Dataset 1: Previous Data
- Key
- Value
Dataset 2: New & Updated Data
- Key
- Value
I want to join the two, keep every row in Dataset 1 and update data if there is a matching key in Dataset 2, I also want to add every line from Dataset 2 that has no match in Dataset 1, both key and value.
Left Join will not add new lines from Dataset 2, Right Join will not keep non updated lines from Dataset 1. Outer Join gets me all the lines, but then I have to add a recipe to add compute column to check each line if key is empty in one set or the other and copy.

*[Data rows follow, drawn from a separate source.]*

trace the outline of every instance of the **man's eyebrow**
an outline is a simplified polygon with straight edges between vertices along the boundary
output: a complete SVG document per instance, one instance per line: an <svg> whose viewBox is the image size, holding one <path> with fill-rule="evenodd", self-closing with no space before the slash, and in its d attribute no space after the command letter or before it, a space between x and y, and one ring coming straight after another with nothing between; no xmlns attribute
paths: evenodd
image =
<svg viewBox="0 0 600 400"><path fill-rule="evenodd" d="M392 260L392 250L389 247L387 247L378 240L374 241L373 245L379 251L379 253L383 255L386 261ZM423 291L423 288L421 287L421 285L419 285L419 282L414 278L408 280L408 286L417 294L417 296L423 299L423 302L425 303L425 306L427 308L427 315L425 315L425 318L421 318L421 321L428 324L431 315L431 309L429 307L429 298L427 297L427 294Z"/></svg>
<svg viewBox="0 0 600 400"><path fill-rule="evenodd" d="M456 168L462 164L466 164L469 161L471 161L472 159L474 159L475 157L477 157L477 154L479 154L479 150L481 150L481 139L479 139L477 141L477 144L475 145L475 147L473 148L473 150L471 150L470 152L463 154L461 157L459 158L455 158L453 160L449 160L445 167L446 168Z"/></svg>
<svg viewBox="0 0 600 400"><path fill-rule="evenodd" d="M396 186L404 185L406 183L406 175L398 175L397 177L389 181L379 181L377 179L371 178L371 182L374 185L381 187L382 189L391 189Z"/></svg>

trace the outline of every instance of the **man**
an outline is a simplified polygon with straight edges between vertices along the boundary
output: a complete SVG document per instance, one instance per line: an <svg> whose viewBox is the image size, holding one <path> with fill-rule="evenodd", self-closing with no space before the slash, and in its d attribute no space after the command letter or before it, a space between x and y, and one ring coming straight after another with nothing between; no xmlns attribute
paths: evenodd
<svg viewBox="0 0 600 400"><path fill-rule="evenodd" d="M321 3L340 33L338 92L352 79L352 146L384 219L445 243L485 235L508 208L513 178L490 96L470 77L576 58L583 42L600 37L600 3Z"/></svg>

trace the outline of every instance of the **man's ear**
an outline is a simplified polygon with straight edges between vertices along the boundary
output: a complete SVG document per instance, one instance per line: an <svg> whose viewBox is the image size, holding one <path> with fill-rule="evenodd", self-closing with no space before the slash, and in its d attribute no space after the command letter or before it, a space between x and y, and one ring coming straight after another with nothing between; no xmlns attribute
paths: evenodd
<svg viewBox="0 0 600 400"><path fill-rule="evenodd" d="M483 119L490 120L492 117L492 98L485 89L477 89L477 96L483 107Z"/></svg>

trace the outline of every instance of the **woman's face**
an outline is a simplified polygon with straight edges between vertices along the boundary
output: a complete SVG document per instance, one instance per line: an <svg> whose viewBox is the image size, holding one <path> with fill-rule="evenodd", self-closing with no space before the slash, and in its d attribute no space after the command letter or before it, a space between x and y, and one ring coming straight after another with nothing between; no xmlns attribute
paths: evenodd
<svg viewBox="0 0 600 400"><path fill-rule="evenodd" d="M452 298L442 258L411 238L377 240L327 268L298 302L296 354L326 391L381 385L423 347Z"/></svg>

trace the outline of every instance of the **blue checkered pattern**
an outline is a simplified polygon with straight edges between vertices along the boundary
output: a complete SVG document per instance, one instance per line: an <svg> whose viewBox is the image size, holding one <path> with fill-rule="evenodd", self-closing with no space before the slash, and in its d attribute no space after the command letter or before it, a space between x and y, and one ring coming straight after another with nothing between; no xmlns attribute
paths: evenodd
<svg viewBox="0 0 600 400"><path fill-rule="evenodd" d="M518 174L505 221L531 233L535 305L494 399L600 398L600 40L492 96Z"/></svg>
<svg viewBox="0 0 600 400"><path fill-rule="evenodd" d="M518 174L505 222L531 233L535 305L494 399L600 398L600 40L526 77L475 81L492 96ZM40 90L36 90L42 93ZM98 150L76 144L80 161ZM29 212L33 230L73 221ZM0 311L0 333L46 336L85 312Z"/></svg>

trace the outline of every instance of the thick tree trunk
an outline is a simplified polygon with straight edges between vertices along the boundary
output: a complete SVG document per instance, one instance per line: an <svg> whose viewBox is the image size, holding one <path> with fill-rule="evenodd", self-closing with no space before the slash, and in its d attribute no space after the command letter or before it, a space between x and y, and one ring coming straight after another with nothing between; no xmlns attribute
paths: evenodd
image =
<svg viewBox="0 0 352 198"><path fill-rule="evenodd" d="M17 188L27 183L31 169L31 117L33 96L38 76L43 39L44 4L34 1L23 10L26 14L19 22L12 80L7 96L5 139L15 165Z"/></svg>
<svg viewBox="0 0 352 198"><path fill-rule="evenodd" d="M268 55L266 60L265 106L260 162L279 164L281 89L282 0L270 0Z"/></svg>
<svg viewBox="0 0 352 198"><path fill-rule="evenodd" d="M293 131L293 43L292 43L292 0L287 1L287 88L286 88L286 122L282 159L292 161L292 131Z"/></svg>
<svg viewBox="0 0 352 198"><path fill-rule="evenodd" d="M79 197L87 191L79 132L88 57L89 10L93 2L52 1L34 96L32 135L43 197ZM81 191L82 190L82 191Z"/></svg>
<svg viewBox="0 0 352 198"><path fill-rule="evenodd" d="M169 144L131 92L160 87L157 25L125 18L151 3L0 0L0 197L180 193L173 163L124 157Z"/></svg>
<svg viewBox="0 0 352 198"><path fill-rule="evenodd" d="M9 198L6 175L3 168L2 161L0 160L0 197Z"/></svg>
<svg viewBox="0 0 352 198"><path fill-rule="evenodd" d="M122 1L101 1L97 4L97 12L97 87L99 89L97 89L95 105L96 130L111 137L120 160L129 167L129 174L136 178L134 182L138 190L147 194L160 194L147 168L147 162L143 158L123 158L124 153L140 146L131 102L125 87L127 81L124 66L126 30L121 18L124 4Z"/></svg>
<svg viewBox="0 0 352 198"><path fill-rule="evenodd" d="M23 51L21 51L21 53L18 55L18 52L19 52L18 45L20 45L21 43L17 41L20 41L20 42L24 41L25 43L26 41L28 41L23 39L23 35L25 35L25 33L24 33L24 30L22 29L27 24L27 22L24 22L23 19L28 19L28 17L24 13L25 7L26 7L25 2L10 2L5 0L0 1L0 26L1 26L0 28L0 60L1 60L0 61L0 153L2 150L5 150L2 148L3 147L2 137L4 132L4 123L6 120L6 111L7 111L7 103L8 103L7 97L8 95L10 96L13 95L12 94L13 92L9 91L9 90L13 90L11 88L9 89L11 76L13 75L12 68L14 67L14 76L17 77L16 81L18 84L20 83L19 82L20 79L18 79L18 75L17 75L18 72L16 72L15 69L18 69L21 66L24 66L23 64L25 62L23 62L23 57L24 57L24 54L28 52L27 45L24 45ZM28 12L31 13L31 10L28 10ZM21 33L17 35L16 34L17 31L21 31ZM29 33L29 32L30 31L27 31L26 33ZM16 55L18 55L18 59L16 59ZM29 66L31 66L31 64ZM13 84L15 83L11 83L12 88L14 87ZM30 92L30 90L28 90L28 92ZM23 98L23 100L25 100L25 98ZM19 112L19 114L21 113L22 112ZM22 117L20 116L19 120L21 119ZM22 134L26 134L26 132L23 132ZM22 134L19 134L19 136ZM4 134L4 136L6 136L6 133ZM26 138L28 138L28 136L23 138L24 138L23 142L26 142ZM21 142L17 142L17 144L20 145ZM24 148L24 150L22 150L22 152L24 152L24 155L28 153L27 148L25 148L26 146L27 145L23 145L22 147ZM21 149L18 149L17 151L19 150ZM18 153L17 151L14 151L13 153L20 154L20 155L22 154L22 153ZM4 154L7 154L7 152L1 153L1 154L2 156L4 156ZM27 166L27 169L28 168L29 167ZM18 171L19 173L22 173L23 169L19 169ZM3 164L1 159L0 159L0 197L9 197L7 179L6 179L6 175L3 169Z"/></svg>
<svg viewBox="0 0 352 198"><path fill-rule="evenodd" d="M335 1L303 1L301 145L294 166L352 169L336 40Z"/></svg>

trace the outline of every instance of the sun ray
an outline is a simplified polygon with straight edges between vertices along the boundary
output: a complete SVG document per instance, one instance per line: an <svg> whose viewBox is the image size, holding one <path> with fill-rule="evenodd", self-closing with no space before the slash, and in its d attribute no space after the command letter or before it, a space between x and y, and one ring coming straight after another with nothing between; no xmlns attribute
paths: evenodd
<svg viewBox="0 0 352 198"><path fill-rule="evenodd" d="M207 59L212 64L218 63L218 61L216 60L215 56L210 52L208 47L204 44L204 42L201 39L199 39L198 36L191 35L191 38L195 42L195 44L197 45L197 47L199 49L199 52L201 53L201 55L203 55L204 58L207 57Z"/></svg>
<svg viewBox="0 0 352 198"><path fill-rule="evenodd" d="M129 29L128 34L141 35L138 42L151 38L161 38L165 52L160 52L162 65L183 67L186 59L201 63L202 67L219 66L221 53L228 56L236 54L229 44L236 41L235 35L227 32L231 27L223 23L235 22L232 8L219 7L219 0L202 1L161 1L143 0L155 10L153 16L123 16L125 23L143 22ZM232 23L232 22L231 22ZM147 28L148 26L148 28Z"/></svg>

I was able to do that check and extra column directly from the join, by adding post join computed columns, but have not found how to drop the original selected columns and keep only my calculated columns, in order to skip the prepare step.

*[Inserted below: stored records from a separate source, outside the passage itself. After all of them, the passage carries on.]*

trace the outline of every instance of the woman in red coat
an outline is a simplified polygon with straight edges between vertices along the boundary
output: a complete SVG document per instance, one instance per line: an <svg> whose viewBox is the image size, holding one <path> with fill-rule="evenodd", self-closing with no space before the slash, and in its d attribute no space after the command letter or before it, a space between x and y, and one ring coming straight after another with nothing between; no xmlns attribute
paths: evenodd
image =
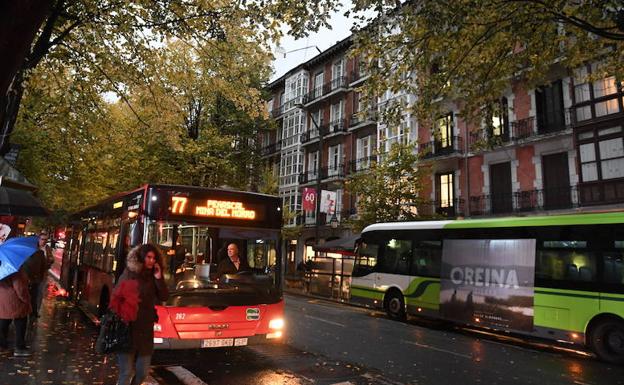
<svg viewBox="0 0 624 385"><path fill-rule="evenodd" d="M30 314L28 278L21 271L0 280L0 350L8 349L7 334L13 322L15 326L15 357L28 357L26 350L27 317Z"/></svg>
<svg viewBox="0 0 624 385"><path fill-rule="evenodd" d="M140 245L128 253L126 269L119 277L121 282L134 279L138 282L139 306L136 320L130 323L132 349L117 353L119 361L118 385L139 385L149 372L154 351L154 322L157 303L169 296L162 275L162 256L152 244ZM134 377L134 378L133 378Z"/></svg>

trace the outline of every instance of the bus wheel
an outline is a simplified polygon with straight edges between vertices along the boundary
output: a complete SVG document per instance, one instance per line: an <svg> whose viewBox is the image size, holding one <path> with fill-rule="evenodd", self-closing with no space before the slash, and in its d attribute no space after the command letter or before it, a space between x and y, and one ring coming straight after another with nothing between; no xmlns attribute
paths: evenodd
<svg viewBox="0 0 624 385"><path fill-rule="evenodd" d="M394 320L405 319L405 300L398 290L391 290L386 294L386 312Z"/></svg>
<svg viewBox="0 0 624 385"><path fill-rule="evenodd" d="M612 364L624 363L624 322L605 320L590 334L590 344L596 355Z"/></svg>

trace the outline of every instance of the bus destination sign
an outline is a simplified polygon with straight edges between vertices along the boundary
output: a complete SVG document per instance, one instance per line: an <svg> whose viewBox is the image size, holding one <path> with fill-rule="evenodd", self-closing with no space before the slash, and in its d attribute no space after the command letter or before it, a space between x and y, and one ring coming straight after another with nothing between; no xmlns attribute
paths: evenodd
<svg viewBox="0 0 624 385"><path fill-rule="evenodd" d="M171 213L176 215L190 215L210 218L230 218L242 220L255 220L257 212L245 207L240 201L225 201L206 199L202 201L190 201L187 197L171 197Z"/></svg>

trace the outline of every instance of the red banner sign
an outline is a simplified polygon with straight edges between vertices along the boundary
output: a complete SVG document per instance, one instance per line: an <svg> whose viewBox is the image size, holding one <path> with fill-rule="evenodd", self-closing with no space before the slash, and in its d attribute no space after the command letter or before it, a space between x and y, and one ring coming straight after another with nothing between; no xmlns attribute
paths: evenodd
<svg viewBox="0 0 624 385"><path fill-rule="evenodd" d="M305 187L302 200L303 211L316 211L316 189Z"/></svg>

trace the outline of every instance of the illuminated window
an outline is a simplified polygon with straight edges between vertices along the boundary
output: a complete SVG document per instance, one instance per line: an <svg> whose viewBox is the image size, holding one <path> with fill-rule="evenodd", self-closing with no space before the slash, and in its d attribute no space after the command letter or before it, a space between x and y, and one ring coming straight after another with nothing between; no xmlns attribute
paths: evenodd
<svg viewBox="0 0 624 385"><path fill-rule="evenodd" d="M453 207L453 201L455 199L453 189L453 173L437 174L436 175L436 190L438 208Z"/></svg>
<svg viewBox="0 0 624 385"><path fill-rule="evenodd" d="M436 147L446 148L453 145L453 113L438 118L433 127Z"/></svg>

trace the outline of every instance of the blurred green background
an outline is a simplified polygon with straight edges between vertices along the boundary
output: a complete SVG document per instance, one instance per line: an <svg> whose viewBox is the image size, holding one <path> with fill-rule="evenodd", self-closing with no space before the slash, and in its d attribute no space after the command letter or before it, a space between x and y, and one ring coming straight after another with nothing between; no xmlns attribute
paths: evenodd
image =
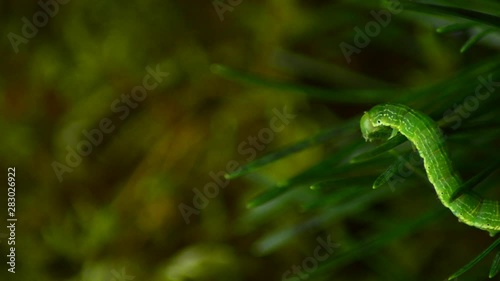
<svg viewBox="0 0 500 281"><path fill-rule="evenodd" d="M445 280L493 241L456 222L421 167L374 191L395 154L348 164L375 147L357 123L371 106L439 120L479 76L500 81L494 19L364 0L63 2L0 3L0 161L5 180L16 167L18 218L16 273L4 262L1 280ZM500 14L494 1L453 5ZM387 24L356 45L380 11ZM465 24L436 32L453 23ZM346 58L343 42L359 52ZM464 178L498 158L498 101L449 130ZM294 117L273 130L283 112ZM298 142L307 149L222 178ZM7 225L7 187L0 198ZM328 259L284 278L318 239L335 243ZM460 280L486 279L490 262Z"/></svg>

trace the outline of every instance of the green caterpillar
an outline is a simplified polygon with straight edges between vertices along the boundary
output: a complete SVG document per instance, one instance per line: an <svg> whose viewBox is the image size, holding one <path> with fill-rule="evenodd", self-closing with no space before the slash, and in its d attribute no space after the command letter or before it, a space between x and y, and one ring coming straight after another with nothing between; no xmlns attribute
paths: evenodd
<svg viewBox="0 0 500 281"><path fill-rule="evenodd" d="M400 104L374 106L365 112L360 121L361 132L366 141L381 135L387 137L387 129L392 128L392 137L397 131L410 140L424 159L424 167L429 181L443 205L459 221L490 233L500 231L500 206L498 201L485 200L476 192L467 191L456 200L451 196L463 181L453 169L444 138L438 125L427 115Z"/></svg>

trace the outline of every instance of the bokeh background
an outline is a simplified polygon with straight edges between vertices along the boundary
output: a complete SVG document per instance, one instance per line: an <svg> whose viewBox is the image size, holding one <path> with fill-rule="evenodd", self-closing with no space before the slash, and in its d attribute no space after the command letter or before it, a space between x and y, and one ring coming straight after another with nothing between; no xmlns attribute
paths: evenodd
<svg viewBox="0 0 500 281"><path fill-rule="evenodd" d="M339 177L357 178L352 188L309 188L375 147L357 125L371 106L399 101L438 120L474 93L479 75L498 75L498 32L460 53L484 22L439 34L437 27L468 21L403 9L348 62L339 45L354 46L355 28L364 30L370 12L387 11L387 3L41 2L57 4L36 31L23 19L33 23L44 11L37 1L0 3L0 163L4 180L16 167L18 218L16 273L3 262L1 280L285 280L328 237L336 243L328 260L287 280L445 280L493 241L456 222L421 167L381 192L371 183L390 164L382 160L346 168ZM500 11L493 1L454 2ZM123 100L152 69L168 75L144 100ZM481 130L469 126L450 140L465 178L497 159L495 94L478 111ZM295 117L268 143L251 145L269 133L277 111ZM68 164L102 120L114 130ZM330 134L314 137L321 132ZM183 215L181 206L194 207L193 189L215 182L212 173L301 141L307 149L248 175L218 176L227 185ZM56 162L67 167L60 178ZM280 191L311 167L317 174ZM269 190L278 192L247 208ZM8 233L0 229L7 261ZM486 279L491 259L460 280Z"/></svg>

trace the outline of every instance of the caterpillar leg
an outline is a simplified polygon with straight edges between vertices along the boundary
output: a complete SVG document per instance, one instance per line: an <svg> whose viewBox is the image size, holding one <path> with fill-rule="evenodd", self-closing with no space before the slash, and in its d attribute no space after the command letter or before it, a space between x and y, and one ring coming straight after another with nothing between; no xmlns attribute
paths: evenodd
<svg viewBox="0 0 500 281"><path fill-rule="evenodd" d="M399 131L398 131L398 130L396 130L396 129L392 129L392 133L391 133L391 135L389 136L389 138L390 138L390 139L392 139L392 138L393 138L393 137L395 137L398 133L399 133ZM413 143L412 143L412 145L413 145Z"/></svg>

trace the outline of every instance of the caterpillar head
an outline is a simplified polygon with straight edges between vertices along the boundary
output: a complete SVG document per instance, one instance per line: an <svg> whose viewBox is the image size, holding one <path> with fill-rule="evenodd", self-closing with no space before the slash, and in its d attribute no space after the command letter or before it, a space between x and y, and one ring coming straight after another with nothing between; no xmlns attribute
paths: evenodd
<svg viewBox="0 0 500 281"><path fill-rule="evenodd" d="M386 140L392 136L392 129L384 126L380 119L370 116L370 112L365 112L359 122L361 134L365 141Z"/></svg>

Can it be done directly in SQL? This is the SQL from the join:
SELECT "d1_Key" AS "d1_Key", "d1_Value" AS "d1_Value", "d2_Key" AS "d2_Key", "d2_Value" AS "d2_Value", CASE WHEN "d1_Key" IS NULL THEN "d2_Key" ELSE "d1_Key" END AS "Key", CASE WHEN "d2_Value" IS NULL THEN "d1_Value" ELSE "d2_Value" END AS "Value" FROM ( SELECT "Dataset 1"."Key" AS "d1_Key", "Dataset 1"."Value" AS "d1_Value", "Dataset 2"."Key" AS "d2_Key", "Dataset 2"."Value" AS "d2_Value", FROM "schema"."table1" "Dataset 1" FULL OUTER JOIN "schema"."table2" "Dataset 2" ON ("Dataset 1"."Key" = "Dataset 2"."Key") ) "withoutcomputedcols_query"
Thanks!
Answers
-
Turribeach Dataiku DSS Core Designer, Neuron, Dataiku DSS Adv Designer, Registered, Neuron 2023 Posts: 2,125 Neuron
Of course it can be done in SQL. Use a SQL recipe instead of a Visual Join recipe then you have the SQL you want.